Research project P4/14 (Research action P4)

Persons :

Description :

The project aims to probe in depth the basic formative mechanisms of urban society in the Burgundian Netherlands from the 14th to the 16th century, with special emphasis on Flanders and Brabant. The Low Countries were, at the time, among the most densely populated and urbanised areas in Western Europe. The cities of Flanders and Brabant, moreover, attracted an exporting textile industry and played a major role in international trade. They were integrated into a European network, which contributed to stimulating their expansion. They offer an ideal test-case for assessing the dynamics of pre-industrial urban society.

The present integrated approach involves an innovative thematic perspective (structures are seen as catalysts of social innovation and social change and as networks of protection and social change, of social protection and mobility), in addition to comparisons with other urbanised European regions such as northern and central Italy, with countries like England and France which were less urbanised but more central, and with the economically and politically fragmented region which is now Germany.

Each laboratory contributes its specific expertise to the integrated research strategy: complementarity of research methods and topics is crucial to reaching the goals and coordinating the research.
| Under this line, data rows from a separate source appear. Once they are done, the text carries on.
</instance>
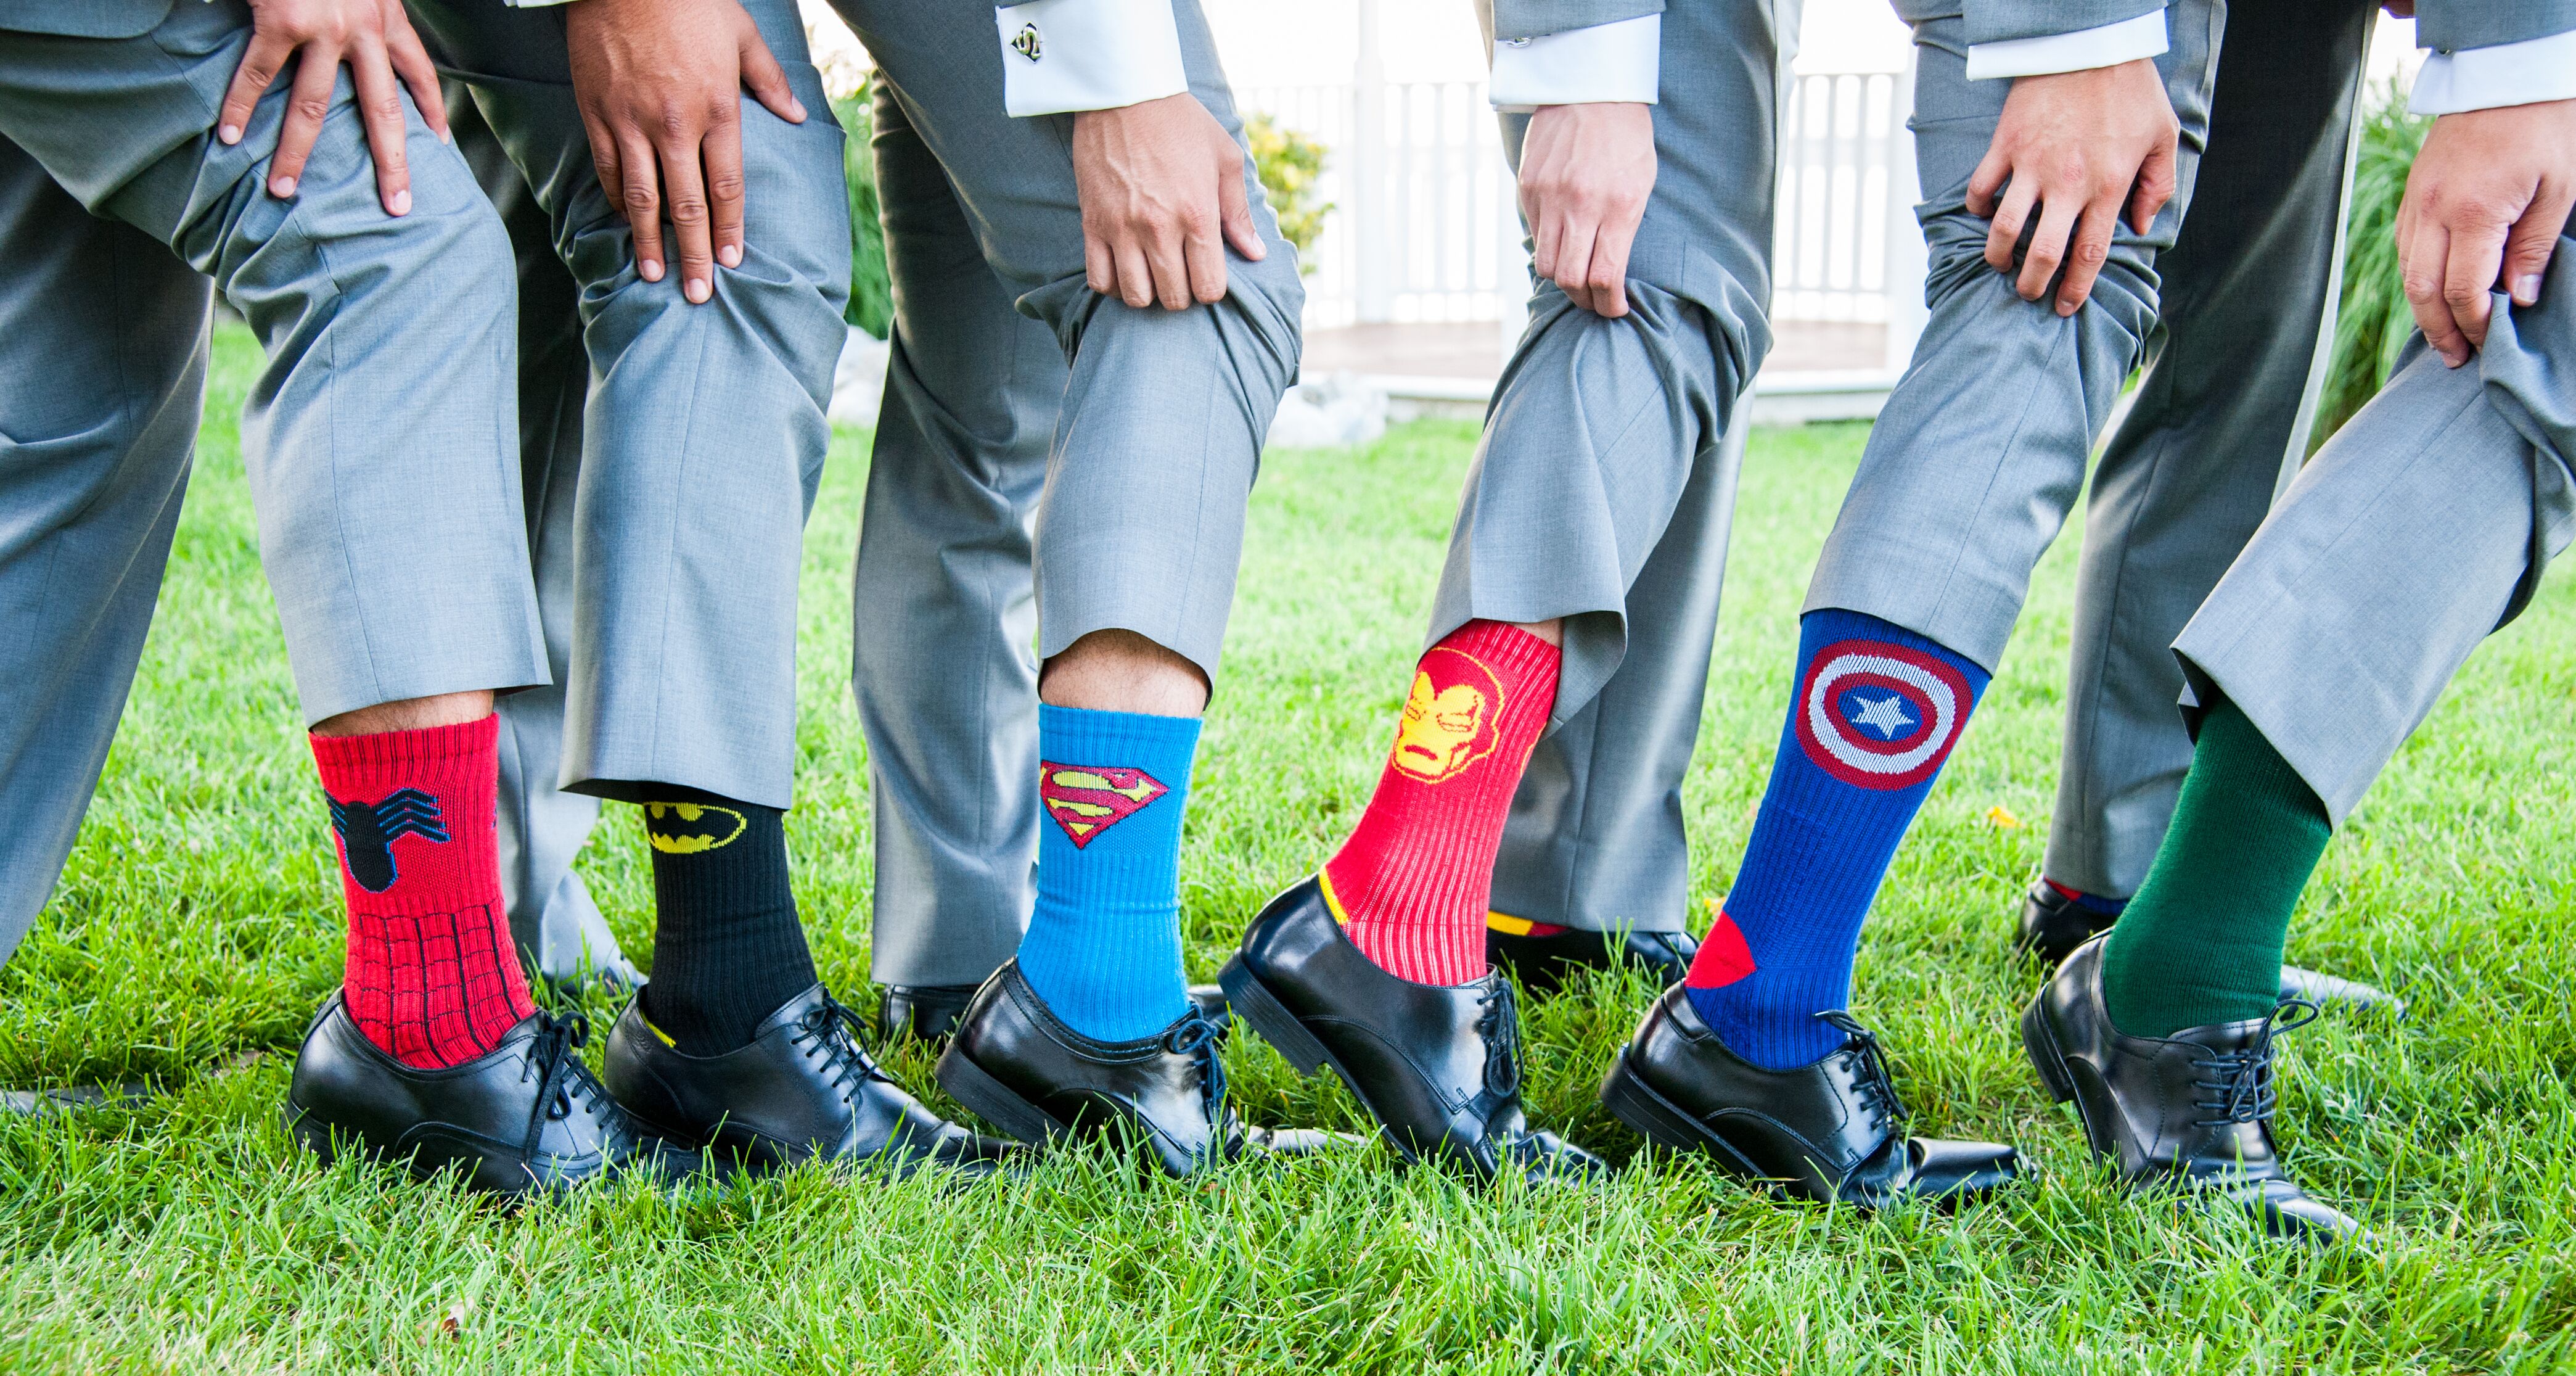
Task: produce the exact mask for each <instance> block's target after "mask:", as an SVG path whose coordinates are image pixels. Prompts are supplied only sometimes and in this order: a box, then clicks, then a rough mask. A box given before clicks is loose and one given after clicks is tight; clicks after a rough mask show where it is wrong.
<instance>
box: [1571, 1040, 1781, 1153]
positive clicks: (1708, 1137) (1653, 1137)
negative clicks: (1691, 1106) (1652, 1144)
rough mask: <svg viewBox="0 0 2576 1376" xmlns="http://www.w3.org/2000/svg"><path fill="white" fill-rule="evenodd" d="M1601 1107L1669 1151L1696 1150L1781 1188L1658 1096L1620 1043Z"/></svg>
mask: <svg viewBox="0 0 2576 1376" xmlns="http://www.w3.org/2000/svg"><path fill="white" fill-rule="evenodd" d="M1600 1100H1602V1108H1607V1111H1610V1116H1613V1118H1618V1121H1623V1123H1628V1126H1631V1129H1636V1134H1638V1136H1643V1139H1646V1142H1654V1144H1656V1147H1664V1149H1667V1152H1695V1154H1705V1157H1716V1160H1718V1165H1723V1167H1726V1170H1731V1172H1736V1175H1741V1178H1747V1180H1765V1183H1770V1185H1772V1188H1780V1183H1777V1180H1770V1178H1767V1175H1762V1167H1757V1165H1754V1162H1749V1160H1744V1152H1736V1149H1734V1144H1728V1142H1726V1139H1723V1136H1718V1134H1713V1131H1708V1126H1703V1123H1700V1121H1698V1118H1692V1116H1690V1113H1682V1108H1680V1105H1677V1103H1672V1100H1669V1098H1664V1095H1659V1093H1656V1090H1654V1085H1649V1082H1646V1080H1643V1077H1641V1075H1638V1072H1636V1069H1631V1067H1628V1049H1625V1046H1620V1051H1618V1056H1615V1059H1613V1062H1610V1075H1602V1093H1600Z"/></svg>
The RUG participants are specialised in social and economic relations in Flanders and in the socio-political structures of the Burgundian state in the 14th, 15th, and 16th centuries. Furthermore, they possess a rich tradition in methodology (particularly prosopography); the UCL laboratory studies craft guilds and their impact on social and economic life in the southern principalities of the Burgundian Low Countries; the UFSIA researchers study economic balances within the urban network of Brabant, with emphasis on the functions of an emerging capital city, such as Brussels in the 15th and 16th centuries; the FUSLO researchers are specialised in institutional history and the history of urban law in the late Medieval period.

Urban networks and urban functions are analysed in depth in the context of regional and European economy (the impact of retail trade, of the labour market, of international trade, of administrative centralisation). Urban legislation provides the general framework of social and economic development. Judicial and law enforcement documents will make it possible to assess its impact on everyday life and social realities. The major lines of social development will contribute to presenting a balanced picture of a city's socio-political infrastructure and to re-examining accepted views on social identity and urban elites, on craft guilds and other corporations. Crucial elements are for instance social mobility through marriage, topography of poverty and wealth, the balance between political and economic power, marginalisation processes, the impact of public and private finances on urban society, and the position of particular social groups (foreigners, guilds, women and children).

To achieve their aim, the project participants will use a wide range of methods and sources. Belgian and foreign archives will be consulted. Prosopographical analysis will be used to discern the social profile of urban elites and the social impact of matrimonial strategies. It will also be used to study the pathways open to social groups suffering from legal discrimination (such as illegitimate children) to become integrated into the social networks of a city. Another focus will be the various ways private and informal networks (e.g. the market and inn networks) interacted with the more formal social systems in the city or family. The influence of an urban elite is obvious, as shown by the interpenetration of governing classes and economical elites (merchants, entrepreneurs, brokers, people with an unearned income) and by the elaboration of various formal systems for controlling social behaviour and protecting family property.

Quantitative methods will be used to analyse social and economic developments within the urban network: urban hierarchies, food supply systems, consumption patterns, proletarisation and the labour market in industrial cities, political centralisation in capital cities, economic centralisation in major cities. Confrontation of written sources with iconographic and archaeological evidence clearly shows the contribution of the various corporations that structured social life in the cities (craft guilds, brotherhoods, merchant guilds, rhetoricians, and archer guilds).